Studies show that most children enter a new grade on a lower reading level than when they left the previous one when they don’t continue to read over the break. Luckily, there are many tips and tricks for beating the summer slide.
Reading as a Chore – Not so Fast
Children may view reading as a chore, but this doesn’t have to be the case. A common issue for families is a lack of reading material in the home. Libraries offer free summer reading programs and book challenges. All it takes is a quick visit to learn about programming and to apply for a library card. Generally, libraries will have a children’s librarian that can suggest books for your child that will interest them and be on their reading level.
When children choose their own books, they will be more invested in what they are reading. This is shown to increase reading levels more effectively than assigned reading. Children are more likely to read books from start to finish if their interest is piqued. This doesn’t only apply to chapter books. Graphic novels, comic books, magazines, and joke books are all great ways for children to apply their reading skills and reinforce the joy of reading.
Books that Interest Students – Let them Pick
It may also help to introduce books that you think will interest your child to them. They may skip over great options just because they don’t know that they will connect with the material. Introducing characters, settings, and problems in the story can get them interested in a book. Once they are interested, stop right there with a cliffhanger. Think of this as the literary version of a movie trailer.
If you live too far away from a library or don’t have the time to visit one, the Overdrive app is a valuable resource that can be downloaded to most tablets. Overdrive lets you download thousands of ebooks, audiobooks, and videos from your local library. All you need is your library card in order to create an account.
Reading to your child every day is a great way to integrate literacy into the home and share the experience as a family. Most children’s books are written above a child’s reading level and are intended for adults to read the books to them. But, don’t simply read to them. Ask your child questions about the characters and help them make connections with their own experiences and the world around them.
Look Around – Words are Everywhere
Literacy is everywhere. It’s not just in books. When cooking, let your child help read recipes and introduce them to new vocabulary words. Allow them to help you make a grocery list and read labels while in the store. Show them that reading is an important part of everyday life, and they will develop more of a joy for reading.

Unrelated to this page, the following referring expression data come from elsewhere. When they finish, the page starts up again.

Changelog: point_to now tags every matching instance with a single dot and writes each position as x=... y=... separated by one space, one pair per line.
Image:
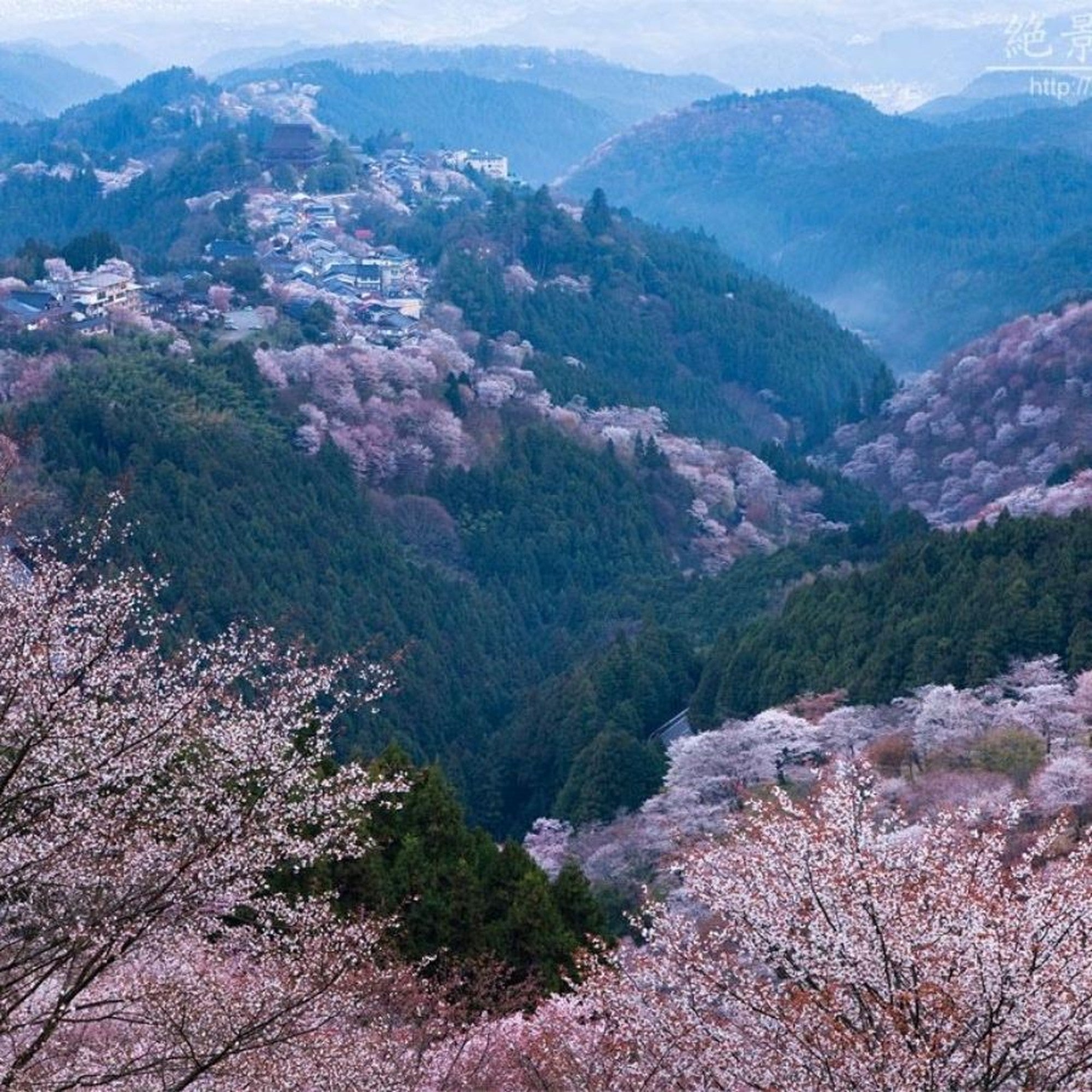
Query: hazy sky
x=943 y=44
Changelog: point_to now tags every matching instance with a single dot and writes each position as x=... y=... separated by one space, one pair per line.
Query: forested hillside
x=999 y=424
x=943 y=609
x=624 y=94
x=922 y=236
x=541 y=130
x=38 y=85
x=623 y=313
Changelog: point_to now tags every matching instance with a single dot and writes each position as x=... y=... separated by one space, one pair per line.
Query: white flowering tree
x=833 y=949
x=145 y=804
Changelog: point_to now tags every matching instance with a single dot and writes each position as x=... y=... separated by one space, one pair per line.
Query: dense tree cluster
x=940 y=609
x=924 y=236
x=651 y=317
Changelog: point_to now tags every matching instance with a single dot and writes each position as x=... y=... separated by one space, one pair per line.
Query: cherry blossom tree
x=146 y=805
x=823 y=946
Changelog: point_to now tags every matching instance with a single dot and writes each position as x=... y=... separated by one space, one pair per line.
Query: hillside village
x=294 y=239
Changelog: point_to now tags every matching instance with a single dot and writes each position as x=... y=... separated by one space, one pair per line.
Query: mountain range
x=921 y=236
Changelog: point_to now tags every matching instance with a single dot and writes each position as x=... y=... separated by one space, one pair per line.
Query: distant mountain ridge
x=38 y=85
x=541 y=130
x=921 y=236
x=626 y=96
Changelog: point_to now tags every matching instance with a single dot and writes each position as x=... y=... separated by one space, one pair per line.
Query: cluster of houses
x=379 y=286
x=80 y=301
x=301 y=244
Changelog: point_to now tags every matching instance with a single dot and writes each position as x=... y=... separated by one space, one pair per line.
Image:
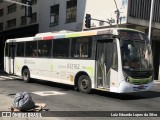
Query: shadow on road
x=126 y=96
x=129 y=96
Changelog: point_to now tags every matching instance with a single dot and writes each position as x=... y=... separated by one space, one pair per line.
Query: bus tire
x=84 y=84
x=26 y=75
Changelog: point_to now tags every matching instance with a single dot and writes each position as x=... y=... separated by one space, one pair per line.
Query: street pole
x=150 y=21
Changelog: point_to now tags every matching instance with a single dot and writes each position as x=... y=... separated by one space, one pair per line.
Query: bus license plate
x=138 y=88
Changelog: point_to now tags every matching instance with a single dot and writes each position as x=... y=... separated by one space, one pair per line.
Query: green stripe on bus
x=140 y=81
x=72 y=35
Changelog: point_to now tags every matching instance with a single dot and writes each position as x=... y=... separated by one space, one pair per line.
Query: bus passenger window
x=44 y=48
x=31 y=49
x=61 y=48
x=20 y=49
x=81 y=47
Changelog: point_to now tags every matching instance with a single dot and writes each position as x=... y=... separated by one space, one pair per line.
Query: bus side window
x=61 y=48
x=115 y=57
x=44 y=48
x=81 y=47
x=20 y=49
x=31 y=49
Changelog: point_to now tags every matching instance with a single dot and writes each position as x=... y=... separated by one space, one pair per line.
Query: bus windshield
x=136 y=55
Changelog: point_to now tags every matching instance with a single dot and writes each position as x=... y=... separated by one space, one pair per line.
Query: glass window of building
x=12 y=8
x=71 y=11
x=34 y=18
x=11 y=23
x=54 y=15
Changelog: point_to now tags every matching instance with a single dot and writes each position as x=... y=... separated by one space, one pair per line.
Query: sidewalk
x=6 y=103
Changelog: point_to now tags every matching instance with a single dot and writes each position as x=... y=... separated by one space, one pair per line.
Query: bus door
x=11 y=57
x=105 y=60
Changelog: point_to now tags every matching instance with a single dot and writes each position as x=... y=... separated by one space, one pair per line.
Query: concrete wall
x=105 y=9
x=44 y=9
x=18 y=14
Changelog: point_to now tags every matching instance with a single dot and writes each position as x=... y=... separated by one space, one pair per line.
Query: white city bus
x=116 y=59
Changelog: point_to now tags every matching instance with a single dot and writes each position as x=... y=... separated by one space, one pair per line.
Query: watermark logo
x=6 y=114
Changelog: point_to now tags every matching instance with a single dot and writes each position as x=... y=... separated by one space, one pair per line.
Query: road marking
x=48 y=93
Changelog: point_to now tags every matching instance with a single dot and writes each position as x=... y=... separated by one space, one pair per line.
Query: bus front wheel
x=84 y=84
x=26 y=75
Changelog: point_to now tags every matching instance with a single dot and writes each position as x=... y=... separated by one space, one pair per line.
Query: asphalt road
x=60 y=97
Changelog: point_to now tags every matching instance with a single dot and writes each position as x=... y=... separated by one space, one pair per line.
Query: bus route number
x=73 y=66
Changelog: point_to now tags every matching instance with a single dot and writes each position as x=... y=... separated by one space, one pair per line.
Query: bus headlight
x=125 y=77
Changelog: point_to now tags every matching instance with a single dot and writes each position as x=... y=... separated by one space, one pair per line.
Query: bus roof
x=70 y=34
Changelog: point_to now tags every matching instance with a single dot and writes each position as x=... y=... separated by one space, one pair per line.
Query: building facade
x=55 y=15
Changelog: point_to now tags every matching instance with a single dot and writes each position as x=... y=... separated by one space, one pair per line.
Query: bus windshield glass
x=136 y=53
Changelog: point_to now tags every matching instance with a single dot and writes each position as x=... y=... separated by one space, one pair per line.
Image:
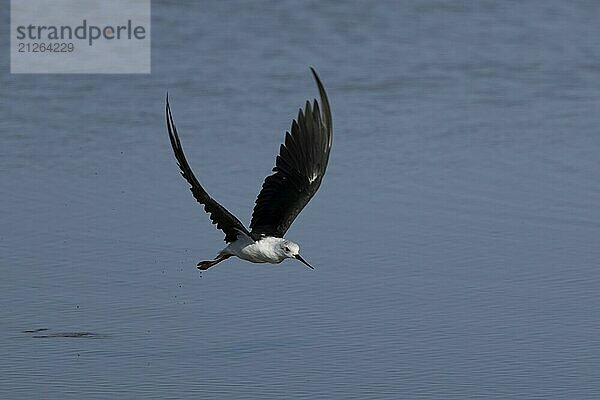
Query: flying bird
x=298 y=172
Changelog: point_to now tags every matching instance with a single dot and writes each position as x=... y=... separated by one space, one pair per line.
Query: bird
x=297 y=175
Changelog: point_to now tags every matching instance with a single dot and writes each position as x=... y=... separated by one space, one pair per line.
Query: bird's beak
x=303 y=261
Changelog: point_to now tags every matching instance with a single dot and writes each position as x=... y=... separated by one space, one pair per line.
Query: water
x=456 y=235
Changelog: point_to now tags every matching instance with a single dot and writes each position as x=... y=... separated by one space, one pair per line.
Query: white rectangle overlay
x=80 y=36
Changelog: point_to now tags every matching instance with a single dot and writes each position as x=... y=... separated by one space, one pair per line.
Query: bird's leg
x=204 y=265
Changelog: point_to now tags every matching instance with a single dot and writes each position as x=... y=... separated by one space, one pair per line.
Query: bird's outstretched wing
x=299 y=169
x=225 y=221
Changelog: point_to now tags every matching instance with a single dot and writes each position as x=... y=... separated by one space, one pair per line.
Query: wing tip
x=325 y=109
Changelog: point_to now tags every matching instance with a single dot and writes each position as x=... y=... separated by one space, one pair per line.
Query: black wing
x=299 y=169
x=225 y=221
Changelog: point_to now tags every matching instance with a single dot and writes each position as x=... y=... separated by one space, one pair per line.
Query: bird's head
x=291 y=250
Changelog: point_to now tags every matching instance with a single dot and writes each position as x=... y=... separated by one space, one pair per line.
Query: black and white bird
x=298 y=171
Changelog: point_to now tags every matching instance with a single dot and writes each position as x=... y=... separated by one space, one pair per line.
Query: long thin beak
x=303 y=261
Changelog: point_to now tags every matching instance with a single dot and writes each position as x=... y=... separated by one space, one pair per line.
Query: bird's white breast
x=266 y=250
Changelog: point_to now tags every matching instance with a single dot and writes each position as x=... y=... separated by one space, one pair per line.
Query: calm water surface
x=456 y=235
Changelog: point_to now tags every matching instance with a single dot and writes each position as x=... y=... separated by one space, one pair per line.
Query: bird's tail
x=204 y=265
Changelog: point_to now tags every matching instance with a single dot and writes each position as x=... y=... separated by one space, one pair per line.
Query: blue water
x=456 y=235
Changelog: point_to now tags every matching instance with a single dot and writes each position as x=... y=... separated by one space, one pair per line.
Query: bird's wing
x=225 y=221
x=299 y=169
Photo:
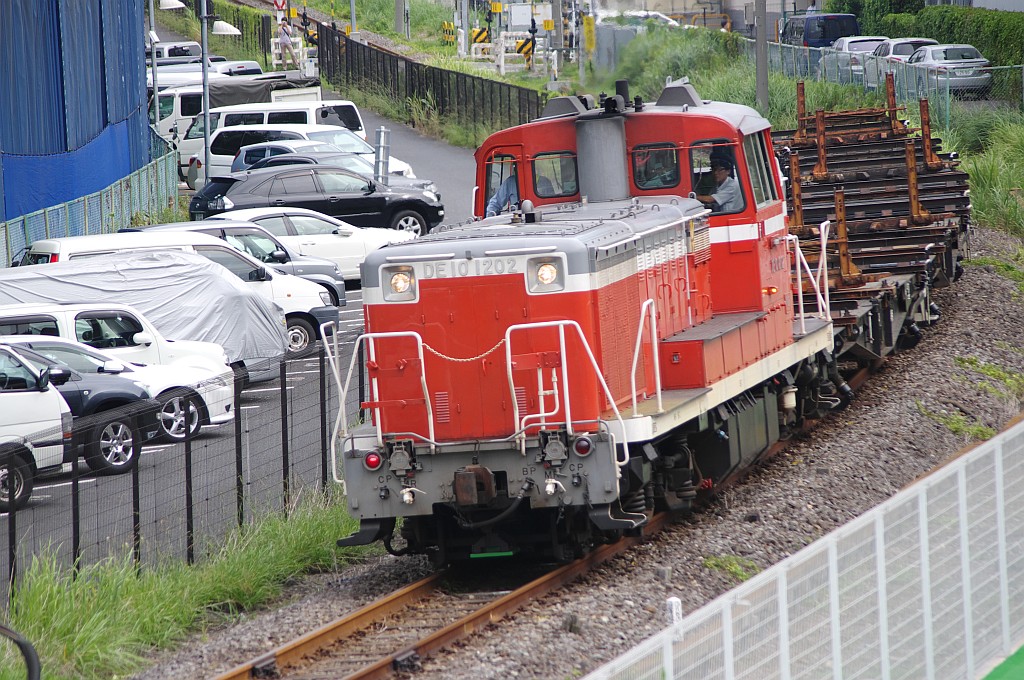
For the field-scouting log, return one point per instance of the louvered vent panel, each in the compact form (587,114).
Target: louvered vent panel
(442,410)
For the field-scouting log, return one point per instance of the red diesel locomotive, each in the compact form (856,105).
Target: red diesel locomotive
(539,380)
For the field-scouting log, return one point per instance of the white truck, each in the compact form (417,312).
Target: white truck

Digital Reading and Educational Gaming – A Summer ‘Cool Down’
In the digital age, gaming is everywhere now and I know the last thing most parents want is their child playing video games over the summer all day. But who would have thought that gaming could actually prevent the reading summer slide? There are websites out there that allow students to review reading while play games and actually learn something at the same time. Sites such as Kahoot, Review Game Zone and ABCmouse provide educational gaming to students. These site should not be used all day, but rather as a way to provide a nice break when students need to ‘cool down’ from being outdoors in the summer.
Do Not Let the Summer Slide Slow Down Your Child
The summer slide can start your child off on the wrong foot at the start of the school year. These tips will help ensure their academic success in the new year and help them become more confident in reading overall.